Die Universitätsklinik für Neurologie am Inselspital Bern ist die grösste neurologische Klinik der Schweiz. Sie bietet ein breites Spektrum an medizinischen Leistungen, von der neurologischen Grundversorgung bis hin zur hochspezialisierten Medizin.
Insel Gruppe: Ein umfassendes Gesundheitsnetzwerk
Die Insel Gruppe bildet mit dem Inselspital, Universitätsspital Bern, den Spitälern Riggisberg, Aarberg, Belp und dem Berner Reha Zentrum Heiligenschwendi das grösste medizinische Vollversorgungssystem der Schweiz. Dieses System deckt ein breites Spektrum an medizinischen Bedürfnissen ab, von der Spitzenmedizin bis zur Grundversorgung.
Universitätsklinik für Neurologie: Schwerpunkte und Angebote
Die Universitätsklinik für Neurologie zeichnet sich durch ihre hohe Interdisziplinarität und ihre vielfältigen Schwerpunkte aus. Zu den wichtigsten Bereichen gehören:
- Stroke Center: Eine spezialisierte Einheit für die Behandlung von Schlaganfällen.
- Neurologische Notfallmedizin: Akutversorgung neurologischer Notfälle.
- Bewegungsstörungen: Expertise in der Behandlung von Bewegungsstörungen wie Morbus Parkinson, inklusive tiefer Hirnstimulation.

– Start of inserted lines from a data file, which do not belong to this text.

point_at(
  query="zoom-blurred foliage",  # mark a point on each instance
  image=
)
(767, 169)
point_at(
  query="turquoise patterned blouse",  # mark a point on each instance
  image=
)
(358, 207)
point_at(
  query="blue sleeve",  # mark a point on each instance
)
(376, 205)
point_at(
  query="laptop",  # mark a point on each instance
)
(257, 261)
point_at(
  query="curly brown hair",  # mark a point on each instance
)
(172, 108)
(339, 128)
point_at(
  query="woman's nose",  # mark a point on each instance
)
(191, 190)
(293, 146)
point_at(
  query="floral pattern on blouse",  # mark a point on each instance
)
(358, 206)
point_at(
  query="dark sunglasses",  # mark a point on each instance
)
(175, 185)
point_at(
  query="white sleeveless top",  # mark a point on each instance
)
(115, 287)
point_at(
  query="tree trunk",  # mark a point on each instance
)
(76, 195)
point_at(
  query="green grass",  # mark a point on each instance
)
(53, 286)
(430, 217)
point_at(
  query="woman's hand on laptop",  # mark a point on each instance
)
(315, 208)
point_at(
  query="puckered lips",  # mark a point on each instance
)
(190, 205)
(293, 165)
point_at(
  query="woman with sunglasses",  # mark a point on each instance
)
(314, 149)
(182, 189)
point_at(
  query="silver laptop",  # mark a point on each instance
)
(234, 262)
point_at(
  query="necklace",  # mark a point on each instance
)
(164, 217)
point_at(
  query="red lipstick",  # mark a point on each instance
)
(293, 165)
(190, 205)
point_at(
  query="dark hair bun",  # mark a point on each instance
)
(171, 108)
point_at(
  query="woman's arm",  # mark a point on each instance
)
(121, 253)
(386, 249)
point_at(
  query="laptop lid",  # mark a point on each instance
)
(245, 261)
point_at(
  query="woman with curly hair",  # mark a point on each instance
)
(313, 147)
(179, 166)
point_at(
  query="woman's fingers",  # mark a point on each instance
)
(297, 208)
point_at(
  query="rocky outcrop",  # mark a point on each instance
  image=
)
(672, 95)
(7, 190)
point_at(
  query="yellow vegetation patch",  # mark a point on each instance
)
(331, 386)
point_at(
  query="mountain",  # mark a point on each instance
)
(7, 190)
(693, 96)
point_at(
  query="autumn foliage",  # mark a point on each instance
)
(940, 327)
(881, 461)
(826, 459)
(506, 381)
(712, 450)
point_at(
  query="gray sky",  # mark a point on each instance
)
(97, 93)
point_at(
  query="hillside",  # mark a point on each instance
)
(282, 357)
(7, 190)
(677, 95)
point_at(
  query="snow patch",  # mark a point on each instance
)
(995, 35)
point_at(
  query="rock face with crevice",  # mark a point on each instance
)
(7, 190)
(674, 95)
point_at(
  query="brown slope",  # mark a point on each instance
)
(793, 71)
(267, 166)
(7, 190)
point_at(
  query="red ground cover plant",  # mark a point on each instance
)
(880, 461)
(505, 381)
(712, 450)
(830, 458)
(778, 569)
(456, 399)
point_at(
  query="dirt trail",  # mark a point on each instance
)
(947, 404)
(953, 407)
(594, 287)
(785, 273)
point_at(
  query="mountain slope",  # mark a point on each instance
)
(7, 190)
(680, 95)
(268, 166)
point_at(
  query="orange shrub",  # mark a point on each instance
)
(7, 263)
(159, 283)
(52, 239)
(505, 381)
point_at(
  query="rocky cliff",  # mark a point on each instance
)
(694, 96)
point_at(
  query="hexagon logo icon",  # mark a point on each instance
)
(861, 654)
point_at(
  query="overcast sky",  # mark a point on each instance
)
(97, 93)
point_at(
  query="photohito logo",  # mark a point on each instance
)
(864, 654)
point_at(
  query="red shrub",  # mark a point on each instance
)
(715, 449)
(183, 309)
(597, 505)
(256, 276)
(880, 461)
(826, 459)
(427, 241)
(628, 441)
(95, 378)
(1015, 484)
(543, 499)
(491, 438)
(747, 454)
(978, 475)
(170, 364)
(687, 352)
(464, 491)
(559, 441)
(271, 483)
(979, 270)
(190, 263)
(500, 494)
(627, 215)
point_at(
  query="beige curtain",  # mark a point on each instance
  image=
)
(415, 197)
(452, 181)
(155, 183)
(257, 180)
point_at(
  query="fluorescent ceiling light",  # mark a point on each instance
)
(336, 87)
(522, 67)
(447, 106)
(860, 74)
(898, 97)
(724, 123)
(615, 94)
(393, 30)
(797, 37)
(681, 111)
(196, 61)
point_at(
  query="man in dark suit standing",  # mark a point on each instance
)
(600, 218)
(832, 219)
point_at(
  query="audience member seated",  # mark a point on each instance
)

- Schlaf-Wach-Epilepsie-Zentrum: Diagnostik und Therapie von Schlafstörungen und Epilepsie.
Jährlich werden über 30'000 Patient:innen ambulant und stationär behandelt.
Tiefe Hirnstimulation bei Depression
Ein interdisziplinäres Ärzteteam des Universitären Neurozentrums Bern hat am Inselspital erstmals eine tiefe Hirnstimulation bei einer depressiven Patientin durchgeführt. Dieses Verfahren hat sich in den letzten zehn Jahren in der Behandlung von Bewegungsstörungen wie Morbus Parkinson etabliert. Das Inselspital blickt auf eine lange Tradition in diesem Bereich zurück: 1998 wurde die erste Patientin mit der Technik der tiefen Hirnstimulation behandelt.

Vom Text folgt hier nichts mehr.